Rising to the challenge of closing the gender gap at the top means changing "the way we do things around here." This makes sense. After all, if companies keep doing what they've always done, they'll keep getting what they've already got in terms of percentages of women throughout the organization.
The idea of changing things gets met with several responses, the most frequent of which is...
...Isn't this Reverse Discrimination?
And while men often get "concerned" about the idea that a gender initiative might give women special advantages, most simply do two things:
- Remove barriers caused by gender dynamics. In other words minimizing the adverse talent actions and decisions that are based on the mindsets that managers have about women and men, careers and leadership. For example, by persistently giving opportunities to people who ask for them, more men advance than women because men are more likely to ask for opportunity while many women wait for opportunity to come to them on the basis of their good performance. By bringing this research to managers, they are able to change their behavior and identify the humble high performers who warrant development on the basis of their results.
We often make the point that no matter how gender-neutral an organization's talent processes are, the mindsets of managers are likely to undo their designed equality.
A colleague recently told me a story about a rigorous assessment center exercise that ranked 10 candidates for promotion. Women were among the top 3 candidates. But, the 4th ranked candidate received the promotion because he had "chapness, you know, he seems like a good chap."
I kid you not!
These are examples of why companies that are serious about closing the gender gap include initiatives that require managers to examine their mindsets and commit to changing behavior.
- Equalize the advantages that men receive. As a result of gender dynamics, many men receive career-enhancing treatment that few women get. For example, as a matter of course men are more likely to receive informal mentoring and earn sponsorship. Most women don't receive any informal mentoring or, if they do, it's not the kind of mentoring that will earn the sponsorship behaviors that take them to the top. With informal mentoring, more men than women are privy to informal conversations about and opportunities to develop business, strategic and financial acumen (The Missing 33%™). That's why one common initiative is to implement mentoring programs that help women earn sponsorship. This isn't "fixing" women, nor is it discriminating against men, it is leveling the playing field.
When actions such as these are not taken, the subtle barriers also mean that selection processes aren't tapping the entire talent pool. Therefore, the best people might not be getting to the top and the company isn't a true meritocracy. because certain groups are playing by different rules. The opposite is also true. Companies that work to weed out bias and put a premium on making talent decisions on the basis of proven performance over "style," comfort or "chapness," generally have a proportional % of women in management.
And this can explain the correlation between the % of women at the top and improved financial performance. The less bias in talent decisions, the more women get to the top and the higher performing the organization.
As long as these and other important steps are not taken to close the gap, companies will have a talent development problem.
Companies that smugly think that their processes are fair will keep failing at gender balance.
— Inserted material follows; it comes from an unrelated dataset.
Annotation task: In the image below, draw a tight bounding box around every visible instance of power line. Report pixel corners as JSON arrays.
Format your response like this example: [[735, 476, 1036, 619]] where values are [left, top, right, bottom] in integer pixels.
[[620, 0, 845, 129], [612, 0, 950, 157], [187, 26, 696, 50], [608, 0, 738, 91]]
Changing the percentages of women at all levels requires rigorous review of talent and performance systems AND rooting out gender dynamics that create a playing field that is anything but level. Time won't solve the problem! The sensibilities of the Millennials won't solve the problem! It takes concerted effort to open doors and create a level playing field.
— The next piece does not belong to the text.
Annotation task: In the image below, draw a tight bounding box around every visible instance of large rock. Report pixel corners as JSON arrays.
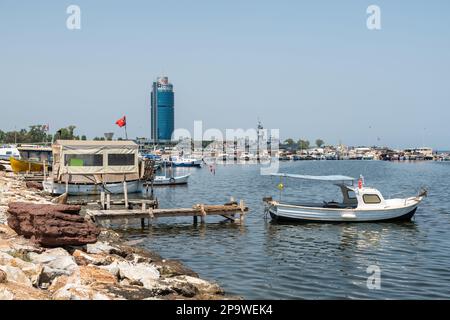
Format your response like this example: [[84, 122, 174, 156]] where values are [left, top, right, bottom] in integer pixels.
[[0, 252, 43, 286], [163, 276, 224, 295], [28, 248, 79, 283], [0, 270, 8, 282], [86, 241, 118, 254], [118, 261, 160, 289], [8, 202, 100, 247], [0, 282, 49, 300]]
At the end of the interview, I was asked:
- Q: If you had one piece of advice to give to a CEO, what would it be?
- I answered: As a CEO (executive or board member for that matter) if women aren’t proportionally represented at all levels in your organization, you don’t have a “women’s issue” you have a talent development issue with business performance implications. So my advice is to meet the challenge with as much personal commitment and organizational accountability as you would bring to any business issue.